Published online: 26 March 2018

Abstract

In recent years, many investigations of confining Yang Mills gauge theories near the edge of the conformal window have been carried out using lattice techniques. These studies have revealed that the spectrum of hadrons in nearly conformal ("walking") gauge theories differs significantly from the QCD spectrum. In particular, a light singlet scalar appears in the spectrum which is nearly degenerate with the PNGBs at the lightest currently accessible quark masses. This state is a viable candidate for a composite Higgs boson. Presently, an acceptable effective field theory (EFT) description of the light states in walking theories has not been established. Such an EFT would be useful for performing chiral extrapolations of lattice data and for serving as a bridge between lattice calculations and phenomenology. It has been shown that the chiral Lagrangian fails to describe the IR dynamics of a theory near the edge of the conformal window.
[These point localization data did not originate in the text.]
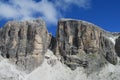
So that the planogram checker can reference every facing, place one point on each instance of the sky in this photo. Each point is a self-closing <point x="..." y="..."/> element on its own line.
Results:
<point x="104" y="13"/>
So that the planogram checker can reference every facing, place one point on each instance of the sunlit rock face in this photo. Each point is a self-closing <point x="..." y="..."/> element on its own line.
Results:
<point x="24" y="42"/>
<point x="79" y="43"/>
<point x="79" y="51"/>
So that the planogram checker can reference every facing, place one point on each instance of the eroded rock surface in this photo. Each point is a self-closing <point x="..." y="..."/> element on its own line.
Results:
<point x="25" y="43"/>
<point x="79" y="43"/>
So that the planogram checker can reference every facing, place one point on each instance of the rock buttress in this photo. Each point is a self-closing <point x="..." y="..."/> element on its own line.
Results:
<point x="25" y="43"/>
<point x="79" y="43"/>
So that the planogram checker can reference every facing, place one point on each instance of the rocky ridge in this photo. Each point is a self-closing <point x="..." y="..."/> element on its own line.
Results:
<point x="25" y="43"/>
<point x="77" y="44"/>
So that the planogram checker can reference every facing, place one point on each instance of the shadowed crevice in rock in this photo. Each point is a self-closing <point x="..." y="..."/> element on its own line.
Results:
<point x="25" y="43"/>
<point x="79" y="43"/>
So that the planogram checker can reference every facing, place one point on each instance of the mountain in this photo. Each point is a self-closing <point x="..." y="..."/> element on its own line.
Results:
<point x="79" y="51"/>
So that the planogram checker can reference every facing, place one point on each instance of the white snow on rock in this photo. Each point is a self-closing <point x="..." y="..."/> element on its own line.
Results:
<point x="8" y="71"/>
<point x="113" y="39"/>
<point x="55" y="71"/>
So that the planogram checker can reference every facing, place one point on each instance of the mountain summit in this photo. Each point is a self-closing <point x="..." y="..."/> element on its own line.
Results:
<point x="79" y="47"/>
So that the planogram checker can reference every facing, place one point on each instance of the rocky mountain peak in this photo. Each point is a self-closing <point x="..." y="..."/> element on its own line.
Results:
<point x="24" y="42"/>
<point x="77" y="44"/>
<point x="80" y="43"/>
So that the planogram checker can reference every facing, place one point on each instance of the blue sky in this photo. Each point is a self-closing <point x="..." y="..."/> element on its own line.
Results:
<point x="104" y="13"/>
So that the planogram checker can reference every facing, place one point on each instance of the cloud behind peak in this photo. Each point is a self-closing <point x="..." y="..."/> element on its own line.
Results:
<point x="50" y="10"/>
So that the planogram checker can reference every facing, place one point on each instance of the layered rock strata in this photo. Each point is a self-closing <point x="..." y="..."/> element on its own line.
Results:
<point x="25" y="43"/>
<point x="79" y="43"/>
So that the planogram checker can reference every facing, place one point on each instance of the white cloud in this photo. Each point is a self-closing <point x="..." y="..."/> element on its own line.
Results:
<point x="48" y="10"/>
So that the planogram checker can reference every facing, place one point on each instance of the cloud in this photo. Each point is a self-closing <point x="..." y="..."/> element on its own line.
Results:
<point x="50" y="10"/>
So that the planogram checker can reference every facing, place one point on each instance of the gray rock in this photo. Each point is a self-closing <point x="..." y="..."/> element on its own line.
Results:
<point x="79" y="43"/>
<point x="25" y="43"/>
<point x="117" y="46"/>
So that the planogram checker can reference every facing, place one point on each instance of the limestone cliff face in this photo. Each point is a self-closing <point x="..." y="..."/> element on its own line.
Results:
<point x="79" y="43"/>
<point x="25" y="43"/>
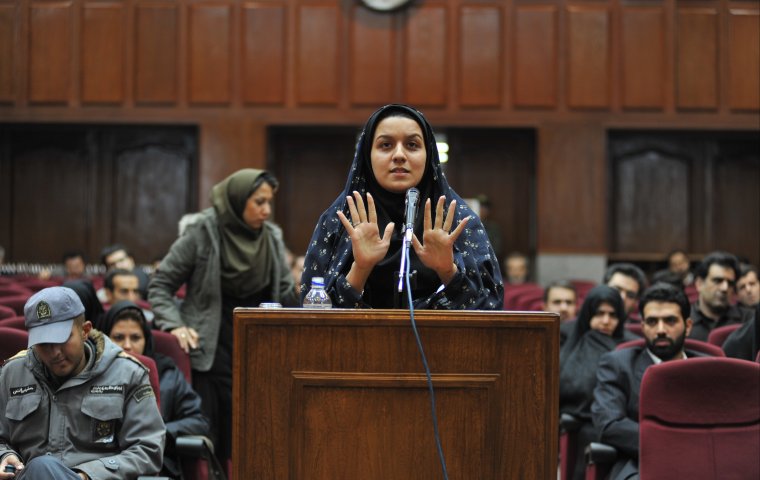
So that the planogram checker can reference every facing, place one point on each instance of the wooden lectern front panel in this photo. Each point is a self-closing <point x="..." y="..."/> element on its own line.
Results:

Here we assess a linear sigma model as an alternate EFT description by performing explicit chiral fits to lattice data. In a combined fit to the Goldstone (pion) mass and decay constant, a tree level linear sigma model has a Χ²/d.o.f. = 0.5 compared to Χ²/d.o.f. = 29.6 from fitting nextto-leading order chiral perturbation theory. When the 0++ (σ) mass is included in the fit, Χ²/d.o.f. = 4.9. We remark on future directions for providing better fits to the σ mass.